Itulah peristiwa yang pernah saya saksikan sendiri dalam zaman saya. Semoga
Allah mengampuni kita dan mereka semua.”
Diantara
kata-kata yang diidentikkan pada Ibnu Araby dari musuh-musuhnya yang
menyelipkannya dalam Al-Futuhat adalah bahwa beliau berkata, “Ahli neraka itu
sangat menikmati masuk neraka itu sendiri, dan manakala mereka keluar dari
neraka, justru mereka merasa tersiksa.”
Asy-Sya’rani
berkomentar, “Jika ditemukan hal seperti itu dalam salah satu kitabnya, maka
jelas ucapan itu adalah rekayasa musuh. Sebab berkali-kali saya telaah kitab
Al-Futuhatul Makkiyyah secara keseluruhan, semuanya menegaskan bahwa Ibnu Araby
menegaskan adanya siksa pada ahli neraka.”
Karena
itu menelaah karyanya harus hati-hati, sebab banyak yang diselipi kata-kata
musuh untuk menghancurkan Ibnu Araby dalam kitab-kitabnya, khususnya kitab
Futuhat dan Fushus.
Lebih-lebih
kalau kita baca karya para orientalis yang menganalisa Ibnu Araby dan
karya-karyanya, mereka lebih banyak salah faham atas wacananya. Karena itu
untuk menelaah kitabnya, usahakan dari karya orisinal yang berbahasa Arab.
Diantara
rekayasa yang pernah dilemparkan, antara lain tehadap Imam Syeikh Ibrahim
ad-Dasuqy. Ra, melalui kata-katanya, “Tuhanku telah mengizinkan diriku untuk
berkata dan aku mengatakan, Akulah Allah.
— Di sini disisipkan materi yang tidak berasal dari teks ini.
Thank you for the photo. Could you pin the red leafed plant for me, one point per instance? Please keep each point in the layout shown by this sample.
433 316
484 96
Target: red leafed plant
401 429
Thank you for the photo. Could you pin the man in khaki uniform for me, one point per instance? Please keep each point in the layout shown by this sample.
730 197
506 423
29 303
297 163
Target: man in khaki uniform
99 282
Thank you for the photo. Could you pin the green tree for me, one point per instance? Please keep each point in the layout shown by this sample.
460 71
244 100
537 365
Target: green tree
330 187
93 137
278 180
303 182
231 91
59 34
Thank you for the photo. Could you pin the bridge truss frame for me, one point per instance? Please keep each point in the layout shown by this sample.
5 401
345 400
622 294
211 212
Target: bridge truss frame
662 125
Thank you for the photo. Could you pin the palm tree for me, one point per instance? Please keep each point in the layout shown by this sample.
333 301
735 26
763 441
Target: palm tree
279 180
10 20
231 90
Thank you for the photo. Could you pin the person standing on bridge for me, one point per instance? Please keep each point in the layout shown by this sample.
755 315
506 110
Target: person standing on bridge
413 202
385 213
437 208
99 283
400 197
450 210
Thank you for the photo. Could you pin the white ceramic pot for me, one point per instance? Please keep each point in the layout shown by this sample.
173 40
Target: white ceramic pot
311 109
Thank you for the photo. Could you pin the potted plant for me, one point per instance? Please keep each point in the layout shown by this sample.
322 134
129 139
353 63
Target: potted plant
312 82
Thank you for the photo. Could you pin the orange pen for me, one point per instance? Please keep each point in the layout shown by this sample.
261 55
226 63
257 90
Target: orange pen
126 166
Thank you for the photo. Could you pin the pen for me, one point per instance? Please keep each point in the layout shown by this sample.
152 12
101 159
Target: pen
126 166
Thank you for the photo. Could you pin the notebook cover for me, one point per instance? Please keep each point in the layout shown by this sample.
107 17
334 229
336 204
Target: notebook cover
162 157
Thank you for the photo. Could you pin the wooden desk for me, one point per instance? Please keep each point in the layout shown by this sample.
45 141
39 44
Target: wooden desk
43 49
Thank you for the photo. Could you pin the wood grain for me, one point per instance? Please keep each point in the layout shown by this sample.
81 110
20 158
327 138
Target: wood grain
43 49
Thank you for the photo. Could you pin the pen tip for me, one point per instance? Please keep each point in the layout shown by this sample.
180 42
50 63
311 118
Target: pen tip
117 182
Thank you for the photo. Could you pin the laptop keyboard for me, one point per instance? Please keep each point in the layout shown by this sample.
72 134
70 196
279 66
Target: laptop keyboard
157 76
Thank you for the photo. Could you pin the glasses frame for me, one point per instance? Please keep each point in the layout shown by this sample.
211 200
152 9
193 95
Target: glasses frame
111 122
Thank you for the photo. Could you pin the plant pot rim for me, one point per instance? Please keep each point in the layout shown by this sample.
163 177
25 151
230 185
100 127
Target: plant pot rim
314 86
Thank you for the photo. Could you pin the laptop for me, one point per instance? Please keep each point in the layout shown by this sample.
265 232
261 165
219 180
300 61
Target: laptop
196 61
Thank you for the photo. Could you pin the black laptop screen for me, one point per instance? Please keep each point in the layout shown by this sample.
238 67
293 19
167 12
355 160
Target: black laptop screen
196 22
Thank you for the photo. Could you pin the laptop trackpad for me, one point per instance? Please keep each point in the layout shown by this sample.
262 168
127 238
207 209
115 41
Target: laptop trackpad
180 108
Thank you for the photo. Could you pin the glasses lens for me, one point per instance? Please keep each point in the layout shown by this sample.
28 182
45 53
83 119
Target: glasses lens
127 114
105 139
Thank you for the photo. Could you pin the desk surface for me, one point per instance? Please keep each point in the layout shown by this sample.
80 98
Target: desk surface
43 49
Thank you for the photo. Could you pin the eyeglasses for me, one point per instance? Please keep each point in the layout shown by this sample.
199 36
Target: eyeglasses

Maka Allah berkata kepadaku,
“Katakan: Akulah Allah dan aku tak peduli…”
Ini
sungguh kata-kata yang diselipkan oleh musuh Sufi besar ini, seakan-akan
kata-kata beilau.
Rabiah
Adawiyah, wali perempuan yang begitu hebat juga sempat dituding melalui
rekayasa kata-kata yang diidentifikasikan padanya, tentang Ka’bah, “Inilah
Berhala yang disembah di muka bumi”.
Bahkan
Ibnu Taymiyah malah menolak jika kata-kata itu dari Rabiah Adawiyah. “Apa yang
disebut dan dikaitkan pada Rabiah mengenai ucapannya, Ini adalah Berhala yang
disembah di muka bumi, adalah ungkapan dusta dari para pendengkinya terhadap
wanita yang taqwa ini. Seandainya saja ada orang bicara seperti itu pasti dia
kafir, jika bertobat diterima, jika tidak, bisa dihukum bunuh. Jelas kalimat
yang dikaitkan padanya adalah kebohongan. sebab Baitullah tidak pernah disembah
umat Islam, tetapi ummat menyembah Tuhannya Baitullah melalui Thawaf dan sholat
kepadaNya.”
Kita
semua bisa menyimpulkan kenapa selalu ada rekayasa pendustaan terhadap Islam
melalui wacana yang dikaitkan tokoh-tokoh Islam, apalagi berhubungan dengan
dunia sufi yang merupakan Ruh Islam?
Karena
jika Ruhnya dimatikan, bangtunan Islam akan roboh. Mereka musuh-musuh Islam itu
hendak mematikan cahaya Allah sebagaimana disebut oleh Allah, “Mereka hendak mematikan
Nur Allah melalui ucapan meeka, padahal Allah justru menyempurnakan cahayaNya,
walaupun hal itu dibenci oleh orang-orang kafir.